Why I’m challenging Nike, Adidas, and Puma over single shoes- Stef Reid

Why I’m challenging Nike, Adidas, and Puma over single shoes- Stef Reid Image collected from internet

The Business Daily

Published : 22:03, 30 September 2025

Former Paralympic world champion Stef Reid has launched a public campaign urging major sportswear brands to let customers buy single shoes (or split-size pairs), arguing that current “pairs-only” policies are costly for amputees, wasteful for consumers, and at odds with companies’ stated inclusion and sustainability goals.

Reid says she was unable to purchase a single Nike Vaporfly, a “super shoe” that retails around £240, and was instead offered a discount on a full pair she would never use in full.

She contends that single-shoe and split-sizing options would benefit a broad range of people: amputees who only need one trainer; runners with different-sized feet; and anyone replacing just one worn-out shoe, reducing needless waste.
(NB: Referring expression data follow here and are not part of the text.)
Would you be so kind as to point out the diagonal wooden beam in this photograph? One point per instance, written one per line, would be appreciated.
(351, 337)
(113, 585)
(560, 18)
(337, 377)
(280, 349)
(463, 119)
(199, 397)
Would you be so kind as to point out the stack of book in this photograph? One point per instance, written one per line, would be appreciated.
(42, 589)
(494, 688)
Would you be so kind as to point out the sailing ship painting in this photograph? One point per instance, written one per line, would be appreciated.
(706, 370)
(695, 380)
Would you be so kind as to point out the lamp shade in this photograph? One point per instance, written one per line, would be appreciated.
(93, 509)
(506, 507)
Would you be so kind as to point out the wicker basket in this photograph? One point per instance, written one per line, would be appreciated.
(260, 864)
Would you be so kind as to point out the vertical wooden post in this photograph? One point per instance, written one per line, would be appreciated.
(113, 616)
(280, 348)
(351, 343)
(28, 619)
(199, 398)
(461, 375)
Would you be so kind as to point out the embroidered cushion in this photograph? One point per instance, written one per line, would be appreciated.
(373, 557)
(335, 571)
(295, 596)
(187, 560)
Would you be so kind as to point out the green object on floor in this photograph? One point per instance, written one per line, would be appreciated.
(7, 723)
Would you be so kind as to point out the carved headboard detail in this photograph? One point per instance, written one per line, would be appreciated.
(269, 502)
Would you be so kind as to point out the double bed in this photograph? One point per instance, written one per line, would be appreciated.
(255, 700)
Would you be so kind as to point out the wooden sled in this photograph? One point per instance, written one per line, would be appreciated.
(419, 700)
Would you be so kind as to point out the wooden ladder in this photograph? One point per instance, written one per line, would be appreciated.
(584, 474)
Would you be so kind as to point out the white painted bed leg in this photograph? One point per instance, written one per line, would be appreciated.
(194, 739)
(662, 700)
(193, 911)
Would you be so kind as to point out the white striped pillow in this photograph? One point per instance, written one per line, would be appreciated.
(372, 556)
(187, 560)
In response to the attention sparked by her viral posts,

Nike pointed to its U.S. One Shoe Bank, a program that ships single shoes from its Memphis distribution centre, free of charge within the United States, and said it hopes to expand to more geographies. Reid has expanded her call to include Adidas and Puma, pressing the industry to normalise single-unit sales and split sizing, much like contact lenses are sold individually.

She frames the issue as the “last mile” of inclusion: brands already feature amputee mannequins and para-athletes in marketing, but retail policies still force many customers to pay for and discard an extra shoe. Other players have explored partial solutions.

Brooks, for example, has said it works with retailers that can provide single or mixed-size pairs with credits, yet there remains no mainstream, global pathway to order a single top-tier racing shoe from the largest brands.

Reid’s campaign now seeks concrete timelines and product-page options for single shoes and split sizes across performance models, arguing that the technology to build to size clearly exists and the change is a matter of policy, logistics, and will rather than engineering.